The chosen location for the hedgerow is along a well-worn lane that is frequented by dairy cows, students, summer campers, and staff alike as they walk to and from pastures and forests. To further enhance the landscape, in the fall of 2022, artist Patty Harris installed “Milkweed Phenology: Illustration of the Life Cycle of Milkweed” along the hedge through a partnership with Millay Arts FollyFields Artist-in-Residence Program.

In these two years, the trees and shrubs have started to establish themselves, despite repeatedly being grazed by deer and enduring drought that first summer. Staff members, especially Hawthorne Valley’s Executive Director Martin Ping, and volunteers dedicated many hours walking the hedge with hose in hand to ensure the plants received adequate water. Today, the elderberry trees are standing tall over the shorter hawthorns and other varieties that continue to grow.

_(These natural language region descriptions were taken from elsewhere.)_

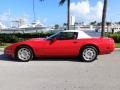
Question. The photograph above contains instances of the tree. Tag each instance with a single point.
(104, 18)
(93, 23)
(34, 8)
(68, 14)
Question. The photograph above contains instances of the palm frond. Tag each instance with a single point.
(62, 2)
(41, 0)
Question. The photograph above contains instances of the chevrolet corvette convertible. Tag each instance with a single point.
(68, 43)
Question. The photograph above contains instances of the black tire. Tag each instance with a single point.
(88, 54)
(24, 54)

Ecologically speaking, the hedgerow has extended the riparian corridor on the farm further into the fields. Claudia Knab-Vispo, botanist and FEP co-director, says the wide variety of plants used in the hedgerow not only creates more biodiversity on the farm but also provides resilience from disease like Cedar-apple rust and adds prolonged beauty to the landscape.

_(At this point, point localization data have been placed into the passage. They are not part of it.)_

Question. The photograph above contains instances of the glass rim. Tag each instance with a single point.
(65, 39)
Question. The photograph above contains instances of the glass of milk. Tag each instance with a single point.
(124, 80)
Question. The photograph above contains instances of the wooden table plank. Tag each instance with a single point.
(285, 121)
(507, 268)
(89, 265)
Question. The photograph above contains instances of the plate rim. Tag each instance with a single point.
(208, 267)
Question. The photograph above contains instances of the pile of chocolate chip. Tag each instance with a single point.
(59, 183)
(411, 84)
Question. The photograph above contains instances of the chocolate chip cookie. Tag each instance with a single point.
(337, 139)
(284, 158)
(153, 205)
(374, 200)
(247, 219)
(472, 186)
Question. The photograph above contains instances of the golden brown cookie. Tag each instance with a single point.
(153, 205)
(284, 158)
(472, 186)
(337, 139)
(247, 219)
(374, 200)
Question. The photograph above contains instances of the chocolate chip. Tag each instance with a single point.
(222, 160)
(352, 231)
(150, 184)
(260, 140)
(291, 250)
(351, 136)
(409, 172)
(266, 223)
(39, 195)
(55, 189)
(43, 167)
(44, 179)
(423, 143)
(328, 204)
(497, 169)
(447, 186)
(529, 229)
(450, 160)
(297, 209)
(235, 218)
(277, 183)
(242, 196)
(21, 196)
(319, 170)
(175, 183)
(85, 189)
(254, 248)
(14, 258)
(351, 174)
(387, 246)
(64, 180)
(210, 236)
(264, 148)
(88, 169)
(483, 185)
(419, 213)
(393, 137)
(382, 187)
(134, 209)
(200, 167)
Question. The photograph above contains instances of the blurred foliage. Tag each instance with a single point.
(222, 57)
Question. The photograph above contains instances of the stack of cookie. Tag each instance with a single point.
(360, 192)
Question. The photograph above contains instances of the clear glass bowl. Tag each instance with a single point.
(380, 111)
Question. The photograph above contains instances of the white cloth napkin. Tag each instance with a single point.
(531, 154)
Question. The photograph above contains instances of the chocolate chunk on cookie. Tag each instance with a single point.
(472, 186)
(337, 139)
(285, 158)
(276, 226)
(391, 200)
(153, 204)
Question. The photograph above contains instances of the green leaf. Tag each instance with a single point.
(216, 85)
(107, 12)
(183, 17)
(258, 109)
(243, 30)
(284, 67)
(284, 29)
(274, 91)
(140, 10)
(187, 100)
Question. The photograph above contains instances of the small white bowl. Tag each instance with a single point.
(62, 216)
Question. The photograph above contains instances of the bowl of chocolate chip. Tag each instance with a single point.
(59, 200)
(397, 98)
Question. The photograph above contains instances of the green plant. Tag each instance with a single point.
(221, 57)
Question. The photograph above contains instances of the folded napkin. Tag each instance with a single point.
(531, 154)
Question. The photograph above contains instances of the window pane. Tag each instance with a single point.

“When you make hedges out of one species, they provide flowers or fruits in their one brief period but then there’s nothing else all year,” she says. “If you have a variety, then you spread out the flower resources for the pollinators, and also the food resources for the birds later in the season.”

As the hedge grows, it will create the practical benefit of providing a windbreak for the farm’s barn complex, but its true value to the landscape far exceeds that. Spencer reflects that Rudolf Steiner, in his agricultural lectures delivered in June of 1924, speaks to the hedges, the shrubs, the bird life, the insects, and so on, having a strong effect on the farm as a whole.

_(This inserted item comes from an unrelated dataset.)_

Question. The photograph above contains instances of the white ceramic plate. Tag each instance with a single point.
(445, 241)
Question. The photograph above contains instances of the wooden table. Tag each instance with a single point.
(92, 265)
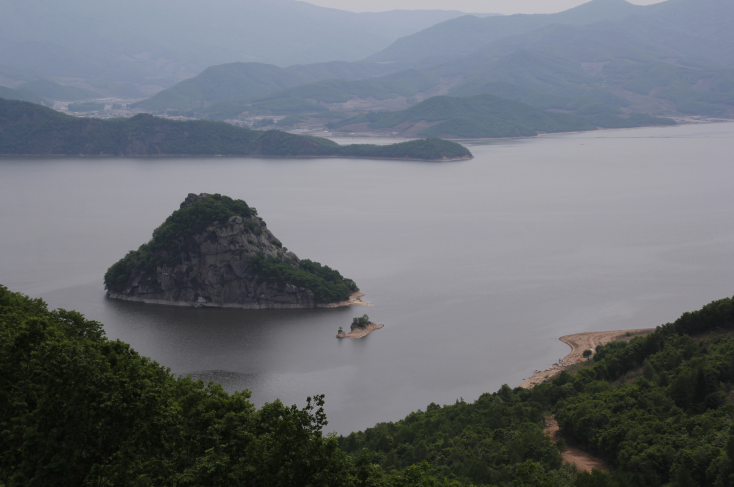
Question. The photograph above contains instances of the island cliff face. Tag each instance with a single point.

“Providing expanded places for this ecological edge effect creates biological complexity in the landscape, and the addition of art and location of a corridor frequented by students, faculty, staff, and visitors unites this biologically complexity with the educational, artistic, and agricultural activities at Hawthorne Valley,” Spencer says. “Sharing spaces like this provokes encounters with other life cycles and opportunities for new ways of thinking and growing relationships.”